An Uncertain Labor Market

In the beginning, the Millennial generation had all the makings of a success story, having more education and college graduates than prior generational cohorts. However, as the largest and most educated generational cohort in the marketplace, competition for good-paying, career-track jobs is fierce. Many of these Millennials are graduating college either without jobs or with a job in a field different than what they went to school for.

Additionally, with the rise of technology, computers and bots are taking the place of human workers, and cheap, foreign labor is taking the place of the domestic workforce, often remotely. Therefore, Millennnials, who are already getting established later in their careers, may not be guaranteed jobs in the coming years. That is a scary picture for those depending on a W-2 to make a living.

Inadequate Employer Compensation and Fringe Benefits

Millennials are also earning less than the median income for their age group (25-35). In fact, when adjusted for inflation, their average annual salary is an estimated 20% lower than the average salary for a Baby Boomer at the same age, according to a SmartAsset study. That means, when you factor in the mounting student loan debt and cost of living, most Millennials are actually going backwards financially every year.

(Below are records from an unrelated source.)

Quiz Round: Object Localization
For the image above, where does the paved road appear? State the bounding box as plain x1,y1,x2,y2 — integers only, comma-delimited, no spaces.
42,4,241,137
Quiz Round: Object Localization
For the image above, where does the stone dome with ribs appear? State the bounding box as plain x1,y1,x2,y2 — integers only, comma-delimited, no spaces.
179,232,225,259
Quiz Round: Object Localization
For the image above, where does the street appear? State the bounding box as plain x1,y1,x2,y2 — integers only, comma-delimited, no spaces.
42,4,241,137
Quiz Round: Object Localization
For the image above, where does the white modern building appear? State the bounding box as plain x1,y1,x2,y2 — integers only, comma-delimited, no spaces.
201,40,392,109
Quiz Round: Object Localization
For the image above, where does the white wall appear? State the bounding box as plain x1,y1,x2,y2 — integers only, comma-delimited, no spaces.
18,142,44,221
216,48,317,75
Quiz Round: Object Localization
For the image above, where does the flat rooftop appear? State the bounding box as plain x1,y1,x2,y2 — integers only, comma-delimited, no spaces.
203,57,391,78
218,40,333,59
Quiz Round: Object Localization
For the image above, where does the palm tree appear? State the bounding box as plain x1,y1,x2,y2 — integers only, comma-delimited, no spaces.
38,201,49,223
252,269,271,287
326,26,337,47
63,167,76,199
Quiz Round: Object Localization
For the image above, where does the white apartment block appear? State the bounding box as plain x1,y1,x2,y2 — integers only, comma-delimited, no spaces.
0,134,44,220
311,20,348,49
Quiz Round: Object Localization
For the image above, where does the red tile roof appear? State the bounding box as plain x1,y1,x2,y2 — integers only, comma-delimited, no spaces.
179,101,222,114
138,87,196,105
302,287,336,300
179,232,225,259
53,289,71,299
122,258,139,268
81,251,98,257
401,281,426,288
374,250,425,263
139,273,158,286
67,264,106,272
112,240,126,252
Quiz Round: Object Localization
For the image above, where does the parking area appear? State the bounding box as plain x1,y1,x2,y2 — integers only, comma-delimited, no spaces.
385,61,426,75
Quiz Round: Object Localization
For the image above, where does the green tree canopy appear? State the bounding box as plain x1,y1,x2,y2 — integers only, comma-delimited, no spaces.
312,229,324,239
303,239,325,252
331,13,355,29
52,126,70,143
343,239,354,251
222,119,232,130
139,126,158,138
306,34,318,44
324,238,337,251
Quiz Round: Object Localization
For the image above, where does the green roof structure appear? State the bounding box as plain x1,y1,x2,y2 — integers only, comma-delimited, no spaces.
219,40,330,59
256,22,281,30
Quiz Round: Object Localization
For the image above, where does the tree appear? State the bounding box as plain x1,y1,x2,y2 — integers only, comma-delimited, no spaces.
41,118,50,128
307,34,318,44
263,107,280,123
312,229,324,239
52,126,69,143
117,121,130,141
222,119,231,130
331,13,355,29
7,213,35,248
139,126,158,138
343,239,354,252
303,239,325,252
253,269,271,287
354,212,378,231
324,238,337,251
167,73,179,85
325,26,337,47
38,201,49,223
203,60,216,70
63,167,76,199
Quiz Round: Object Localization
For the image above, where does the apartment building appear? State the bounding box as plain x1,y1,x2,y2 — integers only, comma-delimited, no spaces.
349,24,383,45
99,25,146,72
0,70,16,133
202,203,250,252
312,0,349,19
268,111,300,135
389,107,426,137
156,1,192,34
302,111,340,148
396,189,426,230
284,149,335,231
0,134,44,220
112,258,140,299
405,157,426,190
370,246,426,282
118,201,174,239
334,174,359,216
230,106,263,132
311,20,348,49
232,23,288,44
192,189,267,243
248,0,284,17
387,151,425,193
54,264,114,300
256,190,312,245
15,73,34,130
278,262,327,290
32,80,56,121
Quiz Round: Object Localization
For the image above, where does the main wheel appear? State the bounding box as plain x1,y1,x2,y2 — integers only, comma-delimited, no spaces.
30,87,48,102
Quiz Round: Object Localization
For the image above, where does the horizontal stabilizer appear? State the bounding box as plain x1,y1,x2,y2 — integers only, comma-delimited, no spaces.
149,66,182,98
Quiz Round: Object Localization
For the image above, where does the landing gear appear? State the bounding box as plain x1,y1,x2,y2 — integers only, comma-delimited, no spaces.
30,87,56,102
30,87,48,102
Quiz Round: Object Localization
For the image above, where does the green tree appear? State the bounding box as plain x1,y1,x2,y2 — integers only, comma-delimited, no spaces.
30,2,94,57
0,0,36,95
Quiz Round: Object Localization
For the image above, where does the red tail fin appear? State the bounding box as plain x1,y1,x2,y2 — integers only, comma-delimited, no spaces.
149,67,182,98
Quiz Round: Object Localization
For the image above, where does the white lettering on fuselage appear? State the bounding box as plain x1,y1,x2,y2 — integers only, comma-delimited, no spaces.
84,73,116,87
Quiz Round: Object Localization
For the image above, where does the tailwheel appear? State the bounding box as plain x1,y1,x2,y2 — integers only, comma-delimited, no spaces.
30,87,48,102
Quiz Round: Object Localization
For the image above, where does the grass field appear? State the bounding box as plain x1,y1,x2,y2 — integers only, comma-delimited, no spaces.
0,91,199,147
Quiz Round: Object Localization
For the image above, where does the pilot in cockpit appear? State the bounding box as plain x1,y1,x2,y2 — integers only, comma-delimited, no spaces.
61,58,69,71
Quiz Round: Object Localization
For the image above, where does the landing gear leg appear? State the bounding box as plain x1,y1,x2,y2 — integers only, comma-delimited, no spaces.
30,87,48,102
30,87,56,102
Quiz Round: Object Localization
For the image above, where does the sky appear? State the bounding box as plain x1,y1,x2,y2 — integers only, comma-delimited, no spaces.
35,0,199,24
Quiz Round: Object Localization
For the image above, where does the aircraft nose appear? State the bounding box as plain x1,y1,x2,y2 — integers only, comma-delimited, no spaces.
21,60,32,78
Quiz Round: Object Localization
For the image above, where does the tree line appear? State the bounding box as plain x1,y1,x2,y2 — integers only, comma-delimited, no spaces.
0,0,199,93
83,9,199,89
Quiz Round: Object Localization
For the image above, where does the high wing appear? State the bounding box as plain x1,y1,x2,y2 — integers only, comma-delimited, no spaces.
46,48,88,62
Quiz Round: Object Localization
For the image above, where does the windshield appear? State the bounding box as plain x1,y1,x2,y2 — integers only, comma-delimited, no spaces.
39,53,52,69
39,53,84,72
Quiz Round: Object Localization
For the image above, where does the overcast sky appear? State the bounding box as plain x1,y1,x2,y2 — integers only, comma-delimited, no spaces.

In today's economy, many Millennials are also not receiving or eligible to participate in important employer-provided fringe benefits, like health insurance and employer-sponsored retirement plans. The lack of access to and participation in employer-sponsored retirement plans is very concerning, given that Millennials who do not have a workplace retirement plan rarely save for retirement on their own. According to a study done by Jennifer Erin Brown of the National Institute on Retirement Security (NIRS), a whopping two-thirds (66.2%) of working Millennials have nothing saved for retirement.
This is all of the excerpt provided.